При самом начале кампании армии наши разрезаны, и единственная цель, к которой мы стремимся, состоит в том, чтобы соединить их, хотя для того, чтобы отступать и завлекать неприятеля в глубь страны, в соединении армий не представляется выгод. Император находится при армии для воодушевления ее в отстаивании каждого шага русской земли, а не для отступления. Устроивается громадный Дрисский лагерь по плану Пфуля и не предполагается отступать далее. Государь делает упреки главнокомандующим за каждый шаг отступления. Не только сожжение Москвы, но допущение неприятеля до Смоленска не может даже представиться воображению императора, и когда армии соединяются, то государь негодует за то, что Смоленск взят и сожжен и не дано пред стенами его генерального сражения.
Так думает государь, но русские военачальники и все русские люди еще более негодуют при мысли о том, что наши отступают в глубь страны.
Наполеон, разрезав армии, движется в глубь страны и упускает несколько случаев сражения. В августе месяце он в Смоленске и думает только о том, как бы ему идти дальше, хотя, как мы теперь видим, это движение вперед для него очевидно пагубно.
Факты говорят очевидно, что ни Наполеон не предвидел опасности в движении на Москву, ни Александр и русские военачальники не думали тогда о заманивании Наполеона, а думали о противном. Завлечение Наполеона в глубь страны произошло не по чьему нибудь плану (никто и не верил в возможность этого), а произошло от сложнейшей игры интриг, целей, желаний людей – участников войны, не угадывавших того, что должно быть, и того, что было единственным спасением России. Все происходит нечаянно. Армии разрезаны при начале кампании. Мы стараемся соединить их с очевидной целью дать сражение и удержать наступление неприятеля, но и этом стремлении к соединению, избегая сражений с сильнейшим неприятелем и невольно отходя под острым углом, мы заводим французов до Смоленска. Но мало того сказать, что мы отходим под острым углом потому, что французы двигаются между обеими армиями, – угол этот делается еще острее, и мы еще дальше уходим потому, что Барклай де Толли, непопулярный немец, ненавистен Багратиону (имеющему стать под его начальство), и Багратион, командуя 2 й армией, старается как можно дольше не присоединяться к Барклаю, чтобы не стать под его команду. Багратион долго не присоединяется (хотя в этом главная цель всех начальствующих лиц) потому, что ему кажется, что он на этом марше ставит в опасность свою армию и что выгоднее всего для него отступить левее и южнее, беспокоя с фланга и тыла неприятеля и комплектуя свою армию в Украине. А кажется, и придумано это им потому, что ему не хочется подчиняться ненавистному и младшему чином немцу Барклаю.

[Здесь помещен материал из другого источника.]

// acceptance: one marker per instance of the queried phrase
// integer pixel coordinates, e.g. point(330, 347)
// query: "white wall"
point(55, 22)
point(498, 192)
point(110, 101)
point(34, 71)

Император находится при армии, чтобы воодушевлять ее, а присутствие его и незнание на что решиться, и огромное количество советников и планов уничтожают энергию действий 1 й армии, и армия отступает.
В Дрисском лагере предположено остановиться; но неожиданно Паулучи, метящий в главнокомандующие, своей энергией действует на Александра, и весь план Пфуля бросается, и все дело поручается Барклаю, Но так как Барклай не внушает доверия, власть его ограничивают.